Il Sole 24 ore nella giornata di ieri dava notizia di un documento “riservato” attraverso il quale Telecom (che pulpito!!!) informava, per l’ennesima volta, del divario del quale soffrono i distretti industriali italiani a causa della scarsa infrastrutturazione banda larga.

“Industria in deficit di banda larga” titola Il Sole 24 Ore.

Ovviamente non è una notizia. Da tempo in tanti, tantissimi, fino alla noia, abbiamo ripetuto inutilmente che la competitività nell’epoca moderna si gioca soprattutto sulla capacità di trasportare bit, informazioni, dialoghi.

Ripeto, lo abbiamo ripetuto fino alla noia.

E invece, Ponte di Messina.

E invece, taglio costante di ogni sostegno pubblico all’innovazione e all’infrastrutturazione Internet.

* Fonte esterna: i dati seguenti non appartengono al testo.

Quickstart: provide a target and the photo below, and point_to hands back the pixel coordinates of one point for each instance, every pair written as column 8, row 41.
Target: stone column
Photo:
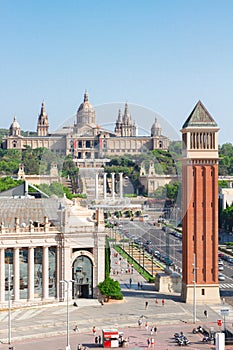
column 121, row 185
column 30, row 273
column 16, row 275
column 45, row 275
column 105, row 185
column 2, row 274
column 113, row 185
column 96, row 186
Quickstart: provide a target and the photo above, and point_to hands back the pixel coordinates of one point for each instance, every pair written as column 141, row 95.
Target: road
column 169, row 245
column 44, row 328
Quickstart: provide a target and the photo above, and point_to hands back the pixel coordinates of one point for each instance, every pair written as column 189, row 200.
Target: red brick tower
column 200, row 207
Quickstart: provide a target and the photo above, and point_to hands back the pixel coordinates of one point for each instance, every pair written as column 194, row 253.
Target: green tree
column 110, row 288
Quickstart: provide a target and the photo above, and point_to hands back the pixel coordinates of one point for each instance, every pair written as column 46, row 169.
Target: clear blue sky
column 164, row 55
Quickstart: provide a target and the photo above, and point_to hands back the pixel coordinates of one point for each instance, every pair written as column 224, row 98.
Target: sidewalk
column 45, row 327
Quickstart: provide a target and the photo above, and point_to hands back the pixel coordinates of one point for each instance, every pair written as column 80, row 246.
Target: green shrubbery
column 110, row 289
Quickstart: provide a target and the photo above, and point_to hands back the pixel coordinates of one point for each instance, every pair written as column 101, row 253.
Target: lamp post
column 67, row 313
column 194, row 289
column 9, row 303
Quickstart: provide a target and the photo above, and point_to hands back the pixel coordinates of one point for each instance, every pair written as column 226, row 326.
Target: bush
column 111, row 289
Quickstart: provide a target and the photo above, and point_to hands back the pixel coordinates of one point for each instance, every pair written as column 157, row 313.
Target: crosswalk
column 226, row 285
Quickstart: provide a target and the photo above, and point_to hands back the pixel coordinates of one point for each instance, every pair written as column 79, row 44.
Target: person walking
column 148, row 342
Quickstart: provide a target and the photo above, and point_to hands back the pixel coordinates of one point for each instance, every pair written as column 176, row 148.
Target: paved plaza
column 45, row 327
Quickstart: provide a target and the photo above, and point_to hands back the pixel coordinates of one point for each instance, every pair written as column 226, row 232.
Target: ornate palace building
column 45, row 241
column 86, row 140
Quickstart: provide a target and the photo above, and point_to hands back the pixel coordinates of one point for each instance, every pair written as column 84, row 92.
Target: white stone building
column 38, row 251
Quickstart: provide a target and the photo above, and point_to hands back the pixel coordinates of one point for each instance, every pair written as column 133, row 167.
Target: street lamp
column 194, row 288
column 9, row 302
column 67, row 313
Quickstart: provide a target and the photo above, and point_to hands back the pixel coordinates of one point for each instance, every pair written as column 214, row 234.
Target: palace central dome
column 86, row 113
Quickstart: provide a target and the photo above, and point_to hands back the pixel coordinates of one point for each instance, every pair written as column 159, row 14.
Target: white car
column 221, row 277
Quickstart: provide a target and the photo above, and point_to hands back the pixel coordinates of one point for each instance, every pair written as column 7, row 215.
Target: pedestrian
column 152, row 342
column 76, row 329
column 148, row 342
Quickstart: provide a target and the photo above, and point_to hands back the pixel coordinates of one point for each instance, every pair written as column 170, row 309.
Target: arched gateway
column 83, row 277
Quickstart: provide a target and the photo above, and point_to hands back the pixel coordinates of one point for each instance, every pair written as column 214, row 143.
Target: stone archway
column 82, row 267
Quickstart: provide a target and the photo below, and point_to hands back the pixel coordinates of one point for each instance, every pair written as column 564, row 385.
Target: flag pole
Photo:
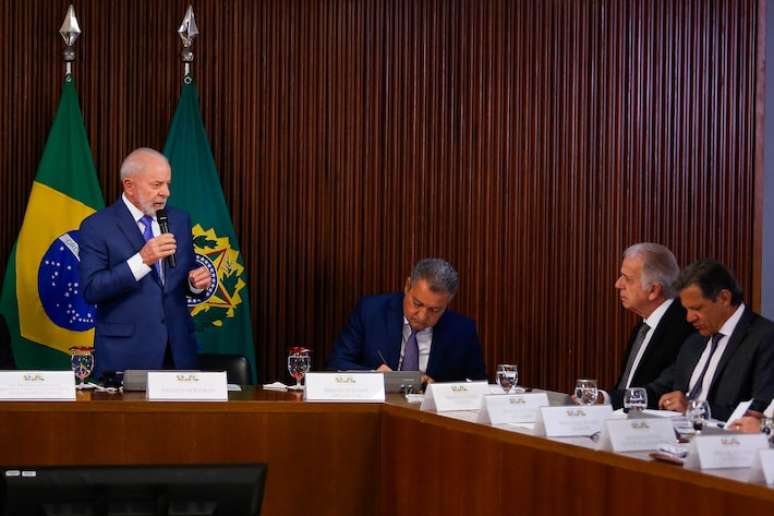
column 70, row 30
column 187, row 32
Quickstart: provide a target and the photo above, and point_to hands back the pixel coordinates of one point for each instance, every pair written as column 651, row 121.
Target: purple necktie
column 147, row 233
column 411, row 353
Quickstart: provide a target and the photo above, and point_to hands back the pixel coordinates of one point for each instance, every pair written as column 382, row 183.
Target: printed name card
column 349, row 387
column 187, row 386
column 442, row 397
column 763, row 467
column 724, row 451
column 572, row 420
column 626, row 435
column 37, row 385
column 499, row 409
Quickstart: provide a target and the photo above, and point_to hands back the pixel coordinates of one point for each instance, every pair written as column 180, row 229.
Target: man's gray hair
column 439, row 275
column 658, row 266
column 136, row 161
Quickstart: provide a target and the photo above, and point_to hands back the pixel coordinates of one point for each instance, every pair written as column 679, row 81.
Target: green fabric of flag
column 222, row 319
column 41, row 299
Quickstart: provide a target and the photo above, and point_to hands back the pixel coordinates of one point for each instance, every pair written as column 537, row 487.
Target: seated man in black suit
column 645, row 288
column 731, row 359
column 413, row 330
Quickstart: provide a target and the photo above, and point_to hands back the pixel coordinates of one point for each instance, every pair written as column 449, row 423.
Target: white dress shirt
column 652, row 321
column 727, row 329
column 424, row 341
column 136, row 265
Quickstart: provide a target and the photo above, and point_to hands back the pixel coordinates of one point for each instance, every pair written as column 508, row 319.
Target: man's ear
column 656, row 291
column 723, row 297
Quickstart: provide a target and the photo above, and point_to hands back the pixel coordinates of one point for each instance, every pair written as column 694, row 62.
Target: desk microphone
column 163, row 220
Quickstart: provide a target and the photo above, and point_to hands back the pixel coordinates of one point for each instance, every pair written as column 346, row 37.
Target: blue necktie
column 411, row 353
column 696, row 390
column 147, row 233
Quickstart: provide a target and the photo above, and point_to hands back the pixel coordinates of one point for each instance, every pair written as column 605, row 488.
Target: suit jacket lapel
column 128, row 226
column 658, row 333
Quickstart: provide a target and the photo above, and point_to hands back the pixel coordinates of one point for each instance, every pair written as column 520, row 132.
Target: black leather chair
column 236, row 366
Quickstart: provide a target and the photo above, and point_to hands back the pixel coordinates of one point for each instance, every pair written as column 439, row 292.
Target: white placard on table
column 641, row 434
column 724, row 450
column 499, row 409
column 348, row 386
column 37, row 385
column 442, row 397
column 763, row 467
column 187, row 386
column 572, row 420
column 738, row 412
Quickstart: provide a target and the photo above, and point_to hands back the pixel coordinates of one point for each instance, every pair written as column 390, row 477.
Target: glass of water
column 635, row 398
column 507, row 376
column 82, row 363
column 698, row 412
column 586, row 391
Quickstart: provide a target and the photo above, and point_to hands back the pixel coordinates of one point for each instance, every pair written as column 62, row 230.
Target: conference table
column 369, row 459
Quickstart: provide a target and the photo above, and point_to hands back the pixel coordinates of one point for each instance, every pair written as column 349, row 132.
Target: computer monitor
column 185, row 490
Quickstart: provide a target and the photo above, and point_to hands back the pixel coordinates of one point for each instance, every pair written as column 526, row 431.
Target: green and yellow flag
column 222, row 318
column 41, row 298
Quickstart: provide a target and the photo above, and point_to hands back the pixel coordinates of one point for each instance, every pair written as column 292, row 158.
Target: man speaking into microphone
column 137, row 265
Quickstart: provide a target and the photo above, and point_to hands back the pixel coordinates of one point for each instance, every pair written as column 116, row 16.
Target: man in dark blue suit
column 413, row 330
column 730, row 359
column 142, row 319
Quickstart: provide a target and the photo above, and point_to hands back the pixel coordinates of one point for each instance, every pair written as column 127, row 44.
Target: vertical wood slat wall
column 527, row 142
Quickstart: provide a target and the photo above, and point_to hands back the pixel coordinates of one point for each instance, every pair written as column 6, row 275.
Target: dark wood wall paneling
column 527, row 142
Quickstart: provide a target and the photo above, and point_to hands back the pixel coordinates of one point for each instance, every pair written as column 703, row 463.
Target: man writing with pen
column 413, row 330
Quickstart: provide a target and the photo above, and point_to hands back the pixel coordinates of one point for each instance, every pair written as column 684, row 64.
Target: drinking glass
column 635, row 398
column 698, row 412
column 82, row 363
column 586, row 391
column 767, row 427
column 507, row 376
column 299, row 363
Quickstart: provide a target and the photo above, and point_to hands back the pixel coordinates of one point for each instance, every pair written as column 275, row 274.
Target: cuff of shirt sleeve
column 138, row 267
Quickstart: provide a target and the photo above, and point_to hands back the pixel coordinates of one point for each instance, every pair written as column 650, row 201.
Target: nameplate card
column 443, row 397
column 738, row 412
column 349, row 387
column 499, row 409
column 37, row 386
column 641, row 434
column 724, row 451
column 572, row 420
column 187, row 386
column 763, row 467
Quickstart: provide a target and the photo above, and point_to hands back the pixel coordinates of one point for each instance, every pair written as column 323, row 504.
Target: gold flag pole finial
column 70, row 30
column 187, row 32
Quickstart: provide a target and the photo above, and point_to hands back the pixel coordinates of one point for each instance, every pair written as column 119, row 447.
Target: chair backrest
column 236, row 366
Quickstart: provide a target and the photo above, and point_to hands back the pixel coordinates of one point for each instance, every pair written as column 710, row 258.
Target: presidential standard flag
column 222, row 315
column 41, row 298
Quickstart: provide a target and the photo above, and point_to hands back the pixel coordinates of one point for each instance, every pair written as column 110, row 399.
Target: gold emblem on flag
column 221, row 300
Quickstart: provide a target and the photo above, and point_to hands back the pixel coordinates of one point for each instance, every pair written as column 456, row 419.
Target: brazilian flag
column 42, row 299
column 222, row 315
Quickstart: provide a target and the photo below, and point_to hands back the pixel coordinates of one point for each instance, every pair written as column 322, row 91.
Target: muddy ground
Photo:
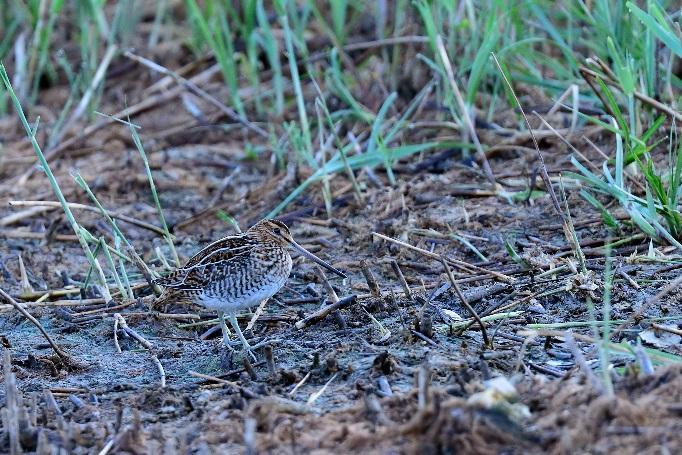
column 388, row 373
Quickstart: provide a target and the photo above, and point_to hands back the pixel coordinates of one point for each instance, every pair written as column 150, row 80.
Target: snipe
column 237, row 272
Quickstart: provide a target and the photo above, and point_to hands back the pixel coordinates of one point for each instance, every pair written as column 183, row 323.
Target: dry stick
column 142, row 267
column 325, row 311
column 11, row 406
column 588, row 74
column 270, row 361
column 480, row 154
column 371, row 280
column 582, row 364
column 56, row 303
column 455, row 262
column 192, row 87
column 143, row 341
column 60, row 353
column 22, row 215
column 543, row 168
column 667, row 329
column 331, row 293
column 145, row 104
column 638, row 314
column 118, row 346
column 401, row 278
column 77, row 206
column 248, row 393
column 464, row 301
column 21, row 234
column 327, row 285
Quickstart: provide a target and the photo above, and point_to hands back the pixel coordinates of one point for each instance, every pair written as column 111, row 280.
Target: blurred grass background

Siamo in crisi, si invoca non solo tagli, ma anche misure per lo sviluppo. Si invocano investimenti pubblici secondo note ricette keynesiane. Giusto.

Ma dove investire.

Il “new deal” si concretizzò, tra le altre, con un piano di importanti opere pubbliche: dighe, strade, ferrovie. In anni successivi il sostegno all’economia si tradusse anche nella costruzione di infrastrutture civili a sostegno di un “sistema Paese”.

Possibile che in Italia, nel 2011, non si capisca che gli investimenti nello sviluppo dell’uso del web costituiscono uno stimolo alla nostra industria, ai servizi, alla formazione. Possibile che non si capisca che il “new deal” in Italia è fatto di investimento nella banda larga e nella formazione di una generazione di saperi in grado di leggere e trattare dati per garantire competitività.

Speriamo bene che anche questa volta la banda larga non continui a restare “fuori dall’agenda”.